Papageorgiou Spyridon N, Papadopoulos Moschos A, Athanasiou Athanasios E
* Department of Oral Technology, School of Dentistry, University of Bonn, Germany.
Eur J Orthod. 2014 Feb;36(1):74-85. doi: 10.1093/ejo/cjt008. Epub 2013 Mar 14.
Ideally meta-analyses (MAs) should consolidate the characteristics of orthodontic research in order to produce an evidence-based answer. However severe flaws are frequently observed in most of them. The aim of this study was to evaluate the statistical methods, the methodology, and the quality characteristics of orthodontic MAs and to assess their reporting quality during the last years. Electronic databases were searched for MAs (with or without a proper systematic review) in the field of orthodontics, indexed up to 2011. The AMSTAR tool was used for quality assessment of the included articles. Data were analyzed with Student's t-test, one-way ANOVA, and generalized linear modelling. Risk ratios with 95% confidence intervals were calculated to represent changes during the years in reporting of key items associated with quality. A total of 80 MAs with 1086 primary studies were included in this evaluation. Using the AMSTAR tool, 25 (27.3%) of the MAs were found to be of low quality, 37 (46.3%) of medium quality, and 18 (22.5%) of high quality. Specific characteristics like explicit protocol definition, extensive searches, and quality assessment of included trials were associated with a higher AMSTAR score. Model selection and dealing with heterogeneity or publication bias were often problematic in the identified reviews. The number of published orthodontic MAs is constantly increasing, while their overall quality is considered to range from low to medium. Although the number of MAs of medium and high level seems lately to rise, several other aspects need improvement to increase their overall quality.

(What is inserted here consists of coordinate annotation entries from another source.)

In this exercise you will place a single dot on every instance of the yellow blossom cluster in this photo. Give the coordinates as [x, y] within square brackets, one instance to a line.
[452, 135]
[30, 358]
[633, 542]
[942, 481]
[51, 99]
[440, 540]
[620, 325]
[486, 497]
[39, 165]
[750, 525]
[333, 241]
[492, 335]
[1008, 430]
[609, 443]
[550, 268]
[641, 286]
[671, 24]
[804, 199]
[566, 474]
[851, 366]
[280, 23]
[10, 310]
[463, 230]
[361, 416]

理想情况下,荟萃分析(MAs)应整合正畸研究的特征,以便得出基于证据的答案。然而,在大多数荟萃分析中经常观察到严重缺陷。本研究的目的是评估正畸荟萃分析的统计方法、方法学和质量特征,并评估过去几年它们的报告质量。检索电子数据库,查找截至2011年索引的正畸领域的荟萃分析(有无适当的系统评价)。使用AMSTAR工具对纳入文章进行质量评估。数据采用学生t检验、单因素方差分析和广义线性模型进行分析。计算95%置信区间的风险比,以表示多年来与质量相关的关键项目报告中的变化。本评价共纳入80项荟萃分析,涉及1086项原始研究。使用AMSTAR工具,发现25项(27.3%)荟萃分析质量低,37项(46.3%)质量中等,18项(22.5%)质量高。明确的方案定义、广泛的检索和对纳入试验的质量评估等特定特征与较高的AMSTAR评分相关。在已确定的综述中,模型选择以及处理异质性或发表偏倚往往存在问题。已发表的正畸荟萃分析数量在不断增加,而其总体质量被认为从低到中等。尽管中高水平的荟萃分析数量最近似乎有所增加,但其他几个方面仍需改进以提高其总体质量。